The Labor Party, the largest of Kadima's partners in government, could pull out of the coalition, which could force early elections or force the government to take on new coalition partners.

If elections are called, former prime minister and Labor leader Ehud Barak could vie for the top spot, but polls have shown he may not have enough support.

Some observers think former Prime Minister Benjamin Netanyahu, head of the opposition Likud Party, is also a potential candidate for the office.

Whoever succeeds Olmert as prime minister will be handed a set of daunting challenges, including determining the fate of Israel's talks with the Palestinians, its indirect talks with Syria and its tough talk on Iran's nuclear aspirations.

If Livni replaces Olmert, she will be the second woman in Israel's history to serve as Prime Minister. Golda Meir served from 1969 to 1974.

Livni, a 50-year-old who entered the Knesset less than 10 years ago, owes her victory to her reputation for clean hands in a party that lost Olmert to allegations of graft.

She told reporters on Thursday that she intends "to bring together Kadima factions and to go on this new path together."
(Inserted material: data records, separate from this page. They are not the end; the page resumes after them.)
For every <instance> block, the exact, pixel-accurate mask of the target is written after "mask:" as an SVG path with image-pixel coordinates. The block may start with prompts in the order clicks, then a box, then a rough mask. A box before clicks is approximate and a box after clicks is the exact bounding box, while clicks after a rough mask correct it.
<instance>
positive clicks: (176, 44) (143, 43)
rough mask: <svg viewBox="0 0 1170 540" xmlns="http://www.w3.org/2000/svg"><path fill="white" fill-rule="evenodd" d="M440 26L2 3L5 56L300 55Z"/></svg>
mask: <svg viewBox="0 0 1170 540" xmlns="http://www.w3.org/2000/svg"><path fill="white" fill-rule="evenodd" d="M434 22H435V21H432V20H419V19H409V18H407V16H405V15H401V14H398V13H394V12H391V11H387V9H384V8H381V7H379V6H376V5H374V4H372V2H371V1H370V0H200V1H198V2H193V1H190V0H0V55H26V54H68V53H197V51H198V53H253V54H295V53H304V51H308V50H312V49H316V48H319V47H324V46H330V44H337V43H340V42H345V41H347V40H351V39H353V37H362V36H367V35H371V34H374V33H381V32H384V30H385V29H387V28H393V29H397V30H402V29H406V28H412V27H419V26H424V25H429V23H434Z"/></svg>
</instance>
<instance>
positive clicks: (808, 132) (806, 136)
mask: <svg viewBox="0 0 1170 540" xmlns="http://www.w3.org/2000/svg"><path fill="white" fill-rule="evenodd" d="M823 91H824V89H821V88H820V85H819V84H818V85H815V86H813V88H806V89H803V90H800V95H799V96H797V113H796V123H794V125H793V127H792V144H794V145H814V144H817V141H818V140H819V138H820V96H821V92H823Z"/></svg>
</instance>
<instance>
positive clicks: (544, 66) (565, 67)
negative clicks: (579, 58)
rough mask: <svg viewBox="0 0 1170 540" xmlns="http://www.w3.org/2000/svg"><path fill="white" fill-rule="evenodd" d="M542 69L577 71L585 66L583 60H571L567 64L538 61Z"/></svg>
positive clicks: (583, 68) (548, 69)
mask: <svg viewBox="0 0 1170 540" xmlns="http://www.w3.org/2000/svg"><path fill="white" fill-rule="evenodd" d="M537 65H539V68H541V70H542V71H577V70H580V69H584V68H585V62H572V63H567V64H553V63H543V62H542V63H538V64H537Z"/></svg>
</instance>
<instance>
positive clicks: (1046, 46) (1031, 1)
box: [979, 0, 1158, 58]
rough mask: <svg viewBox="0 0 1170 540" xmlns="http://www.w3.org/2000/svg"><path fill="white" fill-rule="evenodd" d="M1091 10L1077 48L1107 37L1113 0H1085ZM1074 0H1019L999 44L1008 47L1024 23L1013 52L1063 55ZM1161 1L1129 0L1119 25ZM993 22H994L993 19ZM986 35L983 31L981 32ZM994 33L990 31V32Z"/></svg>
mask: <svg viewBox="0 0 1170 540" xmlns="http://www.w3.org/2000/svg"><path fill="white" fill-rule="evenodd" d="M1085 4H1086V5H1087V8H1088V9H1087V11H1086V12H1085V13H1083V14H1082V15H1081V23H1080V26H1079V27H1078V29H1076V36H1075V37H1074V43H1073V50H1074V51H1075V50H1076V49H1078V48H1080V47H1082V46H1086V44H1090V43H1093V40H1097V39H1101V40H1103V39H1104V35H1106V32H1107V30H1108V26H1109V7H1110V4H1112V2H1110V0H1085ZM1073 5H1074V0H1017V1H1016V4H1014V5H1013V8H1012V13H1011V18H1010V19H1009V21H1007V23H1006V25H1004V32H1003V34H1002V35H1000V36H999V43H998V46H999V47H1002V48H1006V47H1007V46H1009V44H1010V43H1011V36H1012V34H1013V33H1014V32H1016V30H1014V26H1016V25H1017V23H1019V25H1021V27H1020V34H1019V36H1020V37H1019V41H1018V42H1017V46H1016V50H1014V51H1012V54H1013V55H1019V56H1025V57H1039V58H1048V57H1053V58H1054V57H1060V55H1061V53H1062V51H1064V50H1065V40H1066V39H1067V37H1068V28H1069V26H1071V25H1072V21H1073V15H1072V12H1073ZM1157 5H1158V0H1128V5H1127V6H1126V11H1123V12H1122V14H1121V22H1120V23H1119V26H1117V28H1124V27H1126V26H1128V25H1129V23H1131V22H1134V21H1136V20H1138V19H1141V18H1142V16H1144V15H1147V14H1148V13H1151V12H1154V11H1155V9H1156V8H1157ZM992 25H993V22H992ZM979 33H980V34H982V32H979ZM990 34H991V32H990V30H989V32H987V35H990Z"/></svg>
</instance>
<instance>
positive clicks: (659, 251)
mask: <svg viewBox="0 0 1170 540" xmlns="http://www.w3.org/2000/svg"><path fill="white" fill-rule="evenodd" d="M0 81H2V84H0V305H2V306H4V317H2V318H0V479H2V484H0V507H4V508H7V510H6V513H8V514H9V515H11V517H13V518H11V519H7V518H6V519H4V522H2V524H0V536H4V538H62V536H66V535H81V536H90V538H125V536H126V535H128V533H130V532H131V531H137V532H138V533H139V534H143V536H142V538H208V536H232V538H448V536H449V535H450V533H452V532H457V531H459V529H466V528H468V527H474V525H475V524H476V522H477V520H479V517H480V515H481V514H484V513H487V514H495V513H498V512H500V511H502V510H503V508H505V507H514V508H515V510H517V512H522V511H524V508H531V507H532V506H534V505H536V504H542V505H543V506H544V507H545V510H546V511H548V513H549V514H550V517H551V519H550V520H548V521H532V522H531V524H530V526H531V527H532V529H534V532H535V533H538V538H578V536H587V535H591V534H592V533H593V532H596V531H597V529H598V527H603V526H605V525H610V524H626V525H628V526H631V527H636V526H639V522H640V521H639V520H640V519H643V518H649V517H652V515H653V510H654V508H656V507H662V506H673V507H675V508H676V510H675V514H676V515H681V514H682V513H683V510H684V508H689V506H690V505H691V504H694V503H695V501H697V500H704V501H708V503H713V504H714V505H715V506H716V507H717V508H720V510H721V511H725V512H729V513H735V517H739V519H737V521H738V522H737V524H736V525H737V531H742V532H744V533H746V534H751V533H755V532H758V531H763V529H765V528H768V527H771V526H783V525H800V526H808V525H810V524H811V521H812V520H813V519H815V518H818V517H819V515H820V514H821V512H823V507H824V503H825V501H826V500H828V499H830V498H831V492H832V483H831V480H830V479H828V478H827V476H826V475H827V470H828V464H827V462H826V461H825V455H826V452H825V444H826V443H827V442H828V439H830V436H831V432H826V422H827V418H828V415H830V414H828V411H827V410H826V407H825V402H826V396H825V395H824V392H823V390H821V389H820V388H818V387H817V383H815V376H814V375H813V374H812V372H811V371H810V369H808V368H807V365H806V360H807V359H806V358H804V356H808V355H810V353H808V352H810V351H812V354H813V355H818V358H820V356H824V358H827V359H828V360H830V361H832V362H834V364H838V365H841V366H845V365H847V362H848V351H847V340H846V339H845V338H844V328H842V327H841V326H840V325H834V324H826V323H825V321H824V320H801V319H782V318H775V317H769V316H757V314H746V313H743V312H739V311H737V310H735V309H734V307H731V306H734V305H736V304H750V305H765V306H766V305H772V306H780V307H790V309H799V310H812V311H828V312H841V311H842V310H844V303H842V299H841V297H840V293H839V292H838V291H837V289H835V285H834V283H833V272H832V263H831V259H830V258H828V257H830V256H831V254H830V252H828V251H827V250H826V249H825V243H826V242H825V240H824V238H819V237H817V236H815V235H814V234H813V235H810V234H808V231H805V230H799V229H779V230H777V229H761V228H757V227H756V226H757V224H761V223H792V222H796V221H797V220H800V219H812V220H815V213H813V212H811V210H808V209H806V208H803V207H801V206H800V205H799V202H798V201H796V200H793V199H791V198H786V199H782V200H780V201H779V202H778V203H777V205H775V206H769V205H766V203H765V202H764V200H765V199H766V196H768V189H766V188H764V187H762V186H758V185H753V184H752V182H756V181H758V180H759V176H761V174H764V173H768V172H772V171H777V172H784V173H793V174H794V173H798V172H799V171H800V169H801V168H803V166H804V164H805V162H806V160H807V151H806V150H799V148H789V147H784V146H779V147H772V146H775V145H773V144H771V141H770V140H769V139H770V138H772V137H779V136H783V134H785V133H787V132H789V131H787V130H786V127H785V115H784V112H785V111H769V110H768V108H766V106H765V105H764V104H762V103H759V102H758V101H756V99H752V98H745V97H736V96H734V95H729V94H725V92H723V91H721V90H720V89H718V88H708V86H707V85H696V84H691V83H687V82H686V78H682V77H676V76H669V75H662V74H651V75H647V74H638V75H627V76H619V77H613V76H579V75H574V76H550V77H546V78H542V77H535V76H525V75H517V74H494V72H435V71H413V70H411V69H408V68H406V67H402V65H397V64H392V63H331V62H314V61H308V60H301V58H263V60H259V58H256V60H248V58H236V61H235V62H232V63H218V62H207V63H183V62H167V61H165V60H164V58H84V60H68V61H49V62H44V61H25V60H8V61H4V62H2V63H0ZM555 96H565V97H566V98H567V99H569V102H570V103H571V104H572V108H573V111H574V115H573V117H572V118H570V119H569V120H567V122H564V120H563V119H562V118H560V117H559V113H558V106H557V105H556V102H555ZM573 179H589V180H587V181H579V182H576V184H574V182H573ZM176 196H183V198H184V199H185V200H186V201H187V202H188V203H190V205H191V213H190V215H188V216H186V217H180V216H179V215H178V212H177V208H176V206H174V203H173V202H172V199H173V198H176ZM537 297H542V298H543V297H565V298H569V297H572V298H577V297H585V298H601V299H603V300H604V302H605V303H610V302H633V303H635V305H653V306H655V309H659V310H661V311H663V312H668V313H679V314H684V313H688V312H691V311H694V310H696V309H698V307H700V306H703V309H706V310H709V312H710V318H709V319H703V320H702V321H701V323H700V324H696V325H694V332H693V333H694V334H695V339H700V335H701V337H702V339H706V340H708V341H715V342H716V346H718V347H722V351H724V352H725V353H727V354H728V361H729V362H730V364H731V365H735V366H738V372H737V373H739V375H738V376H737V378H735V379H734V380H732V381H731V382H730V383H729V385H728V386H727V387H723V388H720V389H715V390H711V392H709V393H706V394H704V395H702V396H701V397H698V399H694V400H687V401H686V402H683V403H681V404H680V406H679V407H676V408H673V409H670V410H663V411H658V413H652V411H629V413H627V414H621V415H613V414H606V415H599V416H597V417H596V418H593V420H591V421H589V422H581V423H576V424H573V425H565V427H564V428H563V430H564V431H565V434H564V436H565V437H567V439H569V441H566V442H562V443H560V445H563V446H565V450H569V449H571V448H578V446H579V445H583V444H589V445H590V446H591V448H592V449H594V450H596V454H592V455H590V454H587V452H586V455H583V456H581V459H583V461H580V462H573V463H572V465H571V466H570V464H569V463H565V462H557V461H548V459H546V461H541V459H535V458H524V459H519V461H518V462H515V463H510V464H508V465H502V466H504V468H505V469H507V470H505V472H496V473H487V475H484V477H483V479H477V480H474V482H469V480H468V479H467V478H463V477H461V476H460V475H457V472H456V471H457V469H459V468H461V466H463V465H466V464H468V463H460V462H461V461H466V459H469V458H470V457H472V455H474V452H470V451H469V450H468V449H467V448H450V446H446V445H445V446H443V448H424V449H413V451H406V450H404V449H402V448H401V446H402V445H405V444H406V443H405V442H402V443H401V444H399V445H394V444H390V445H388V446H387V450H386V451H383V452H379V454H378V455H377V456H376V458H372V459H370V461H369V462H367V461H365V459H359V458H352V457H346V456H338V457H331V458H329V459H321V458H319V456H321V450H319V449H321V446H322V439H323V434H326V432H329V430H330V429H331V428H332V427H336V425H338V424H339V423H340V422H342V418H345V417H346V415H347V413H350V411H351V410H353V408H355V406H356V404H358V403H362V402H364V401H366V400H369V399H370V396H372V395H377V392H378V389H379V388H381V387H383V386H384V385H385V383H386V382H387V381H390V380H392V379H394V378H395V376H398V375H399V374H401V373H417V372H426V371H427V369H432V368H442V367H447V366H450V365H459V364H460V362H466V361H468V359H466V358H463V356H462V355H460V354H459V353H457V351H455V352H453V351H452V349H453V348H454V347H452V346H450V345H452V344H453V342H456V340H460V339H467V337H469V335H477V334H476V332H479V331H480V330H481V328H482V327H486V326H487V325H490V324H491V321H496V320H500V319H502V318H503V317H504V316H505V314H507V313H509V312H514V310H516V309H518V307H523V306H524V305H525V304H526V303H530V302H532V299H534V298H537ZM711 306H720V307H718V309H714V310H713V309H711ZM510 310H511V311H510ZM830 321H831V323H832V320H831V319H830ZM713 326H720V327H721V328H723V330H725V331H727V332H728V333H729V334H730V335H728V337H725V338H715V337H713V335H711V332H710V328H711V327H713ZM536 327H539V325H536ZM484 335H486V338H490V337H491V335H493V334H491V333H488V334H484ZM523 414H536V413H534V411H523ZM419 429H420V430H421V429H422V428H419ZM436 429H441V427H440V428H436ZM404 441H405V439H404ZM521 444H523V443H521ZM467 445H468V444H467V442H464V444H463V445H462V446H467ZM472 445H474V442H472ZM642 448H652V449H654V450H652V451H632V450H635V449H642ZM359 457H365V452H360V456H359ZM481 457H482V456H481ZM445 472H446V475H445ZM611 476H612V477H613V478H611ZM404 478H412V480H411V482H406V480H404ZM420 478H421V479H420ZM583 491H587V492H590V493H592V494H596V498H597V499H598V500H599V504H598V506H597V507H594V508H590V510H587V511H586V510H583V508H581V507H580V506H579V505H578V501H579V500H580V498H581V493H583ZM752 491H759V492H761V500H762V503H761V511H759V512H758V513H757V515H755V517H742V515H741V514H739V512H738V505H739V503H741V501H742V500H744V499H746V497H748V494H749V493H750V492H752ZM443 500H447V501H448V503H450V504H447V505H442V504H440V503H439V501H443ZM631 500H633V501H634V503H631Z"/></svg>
Livni is the chief Israeli negotiator with the Palestinian Authority as the two sides work toward a peace deal. She also refuses to be tied to the Bush administration's vision of a peace deal by the end of this year.

Meanwhile, police have recommended that Olmert be indicted on corruption charges.

Israeli authorities say Olmert, while serving as Jerusalem mayor and a government minister, asked various public organizations to cover the same expenses and pocketed the extra money.

In May, an American businessman testified that he gave cash-filled envelopes to Olmert, who denies any wrongdoing.

Olmert was Jerusalem's mayor from 1993 to 2003 and served in several cabinet posts from 2003 to 2006. He took over as prime minister after a 2006 stroke left then-premier Ariel Sharon in a coma from which he has never recovered.